“You see,” she began, “it’s a sort of advertisement for a big motor-car company.”
“Don’t try to float a motor-car company, Patty,” advised her father; “it’s too big a project for a young girl.”
“I’m not going to do that, Daddy Fairfield; but I begin to think that what I am going to do is almost as hard. You see, this big company has issued a book of a hundred puzzles. Now, whoever guesses all those puzzles correctly will get the prize. And,—the prize is a lovely electric runabout. And I want it!”
“Hevings! hevings!” murmured Mr. Van Reypen. “She wants an Electric Runabout! Why, Infant, you’ll break your blessed neck!”
“Indeed, I won’t! I guess I’ve brains enough to run an electric car! If I guess those puzzles, that’ll prove it. They’re fearfully hard! Listen to this one. ‘When did London begin with an L and end with an E?’”
“That is hard,” said Nan. “It must be some foreign name for London. But Londres won’t do.”

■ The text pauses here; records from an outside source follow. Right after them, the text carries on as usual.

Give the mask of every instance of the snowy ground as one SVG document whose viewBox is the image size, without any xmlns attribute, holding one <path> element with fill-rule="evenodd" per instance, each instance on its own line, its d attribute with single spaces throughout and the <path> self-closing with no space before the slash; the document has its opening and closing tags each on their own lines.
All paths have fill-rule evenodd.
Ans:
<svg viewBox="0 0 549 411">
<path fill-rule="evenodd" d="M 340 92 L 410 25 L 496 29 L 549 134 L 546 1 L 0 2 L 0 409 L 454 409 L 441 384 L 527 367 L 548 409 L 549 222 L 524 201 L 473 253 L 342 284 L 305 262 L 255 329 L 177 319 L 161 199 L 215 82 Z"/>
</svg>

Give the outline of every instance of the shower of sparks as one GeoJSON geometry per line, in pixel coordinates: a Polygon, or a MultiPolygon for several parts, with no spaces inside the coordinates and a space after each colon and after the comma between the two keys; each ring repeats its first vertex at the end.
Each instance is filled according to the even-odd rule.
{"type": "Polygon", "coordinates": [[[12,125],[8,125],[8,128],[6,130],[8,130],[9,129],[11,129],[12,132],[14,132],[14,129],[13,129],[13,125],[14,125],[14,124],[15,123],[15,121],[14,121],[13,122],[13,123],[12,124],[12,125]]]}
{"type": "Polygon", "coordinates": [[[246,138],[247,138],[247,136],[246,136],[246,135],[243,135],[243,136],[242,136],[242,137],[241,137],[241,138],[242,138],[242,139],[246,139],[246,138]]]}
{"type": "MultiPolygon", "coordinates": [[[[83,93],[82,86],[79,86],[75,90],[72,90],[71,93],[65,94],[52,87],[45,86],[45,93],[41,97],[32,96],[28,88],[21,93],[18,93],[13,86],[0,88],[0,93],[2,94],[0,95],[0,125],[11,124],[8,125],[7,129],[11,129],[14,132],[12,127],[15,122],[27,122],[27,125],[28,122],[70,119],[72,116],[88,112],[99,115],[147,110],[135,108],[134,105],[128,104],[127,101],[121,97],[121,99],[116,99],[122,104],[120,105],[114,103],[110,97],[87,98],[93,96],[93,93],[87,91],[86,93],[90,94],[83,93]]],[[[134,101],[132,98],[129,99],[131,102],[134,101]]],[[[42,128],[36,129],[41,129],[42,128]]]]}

“No,” said Patty, “I thought of that. I expect it’s some old Anglo-Saxon or Hardicanute name.”
“I expect it’s rubbish,” said her father. “Patty, don’t begin on these things. You’ll wear yourself out. I know how you hammer at anything, once you begin it, and you’ll be sitting up nights with these foolish questions until you’re really ill.”
“Oh, no, I won’t, father. And beside, Mr. Van Reypen is going to help me, lots.”
“Angel Child,” said Philip, looking at her with a patronising air, “if all your questions are as easy as that one you just quoted, your task is already accomplished.”